RE: Market Evidence31 May 2019 13:45
ZC, you asked an interesting question yesterday about John Whittaker. Per Morningstar, he holds 27% personally and Peel Group, in which he holds 75%, owns another 27%, for over 54% of Intu to be effectively under his control.
He's been an enormously successful investor, but no-one is ever too big to fail. That was said of the Titanic and Lehman Brothers, and we all know the results. So I'm going to ask you a really tough question:
Assuming JW has the firepower to bail out INTU, and that's a very big assumption, why should he rescue you and every other outside investor? He only holds 54%. We know of the looming threat of possible LTV foreclosures, in the event that occupancies, rents and capital values continue to fall and, should that happen there'll be bankers, holding up to £7.5 billion of INTU debt, looking for buyers, to get them out for 100% of the debt, plus pennies for the equity holders.
For bankers, and I've been there before, it becomes a battle to preserve a well-secured performing loan (and thus their jobs), and the devil take the hindmost (read equity holders).
So, again on the assumption that JW has the cash required, why would he bail out INTU, to preserve your equity in the company, with him staying at 54% owner, when he could cut a deal with the bankers, probably for less money, and get 100% of the equity for himself, by buying the property out of foreclosure?
There is, of course, another big assumption in this, or any other rescue scenario, which is that any existing major investor actually wants to rescue their investment. We're already seeing examples of deep-pockets being forced to walk away, like Ashley burning £150 million on Debenhams. JW might conclude that bricks and mortar retailing seems to be slowly going the way of horse-driven-carriage makers and galleon builders, after the arrival of the internal combustion engine and iron-hulled ships, and therefore not worth saving, whatever the circumstances.
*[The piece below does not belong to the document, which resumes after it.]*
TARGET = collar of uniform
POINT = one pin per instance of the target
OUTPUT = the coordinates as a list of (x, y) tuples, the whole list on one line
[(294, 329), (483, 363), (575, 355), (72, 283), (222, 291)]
I should stress that I don't know the man from a hole in ground and have zero inside information. But I am a strategist, with a fair knowledge of commercial real-estate, who bases investment decisions on hard-headed realism, flavoured occasionally with a little cynicism. No-one gets rich by standing on street corners handing out £50 notes. No-one stays rich by bailing out equity "partners", who have little or nothing to contribute towards the problem.
So, my suggestion is this; If all that is keeping you in INTU is the emotional hope of a rescue from an investor-cum-philanthropist, take what's left of your cash and move elsewhere. There's also a very readable analysis of the UK and EU property markets in the TR Property Investment Trust (TRY) annual report, published yesterday. The manager is quite a character, possibly not to everyone's taste, but he sure knows his onions and he specifically comments on his reasons for selling out of INTU last December. Good Luck.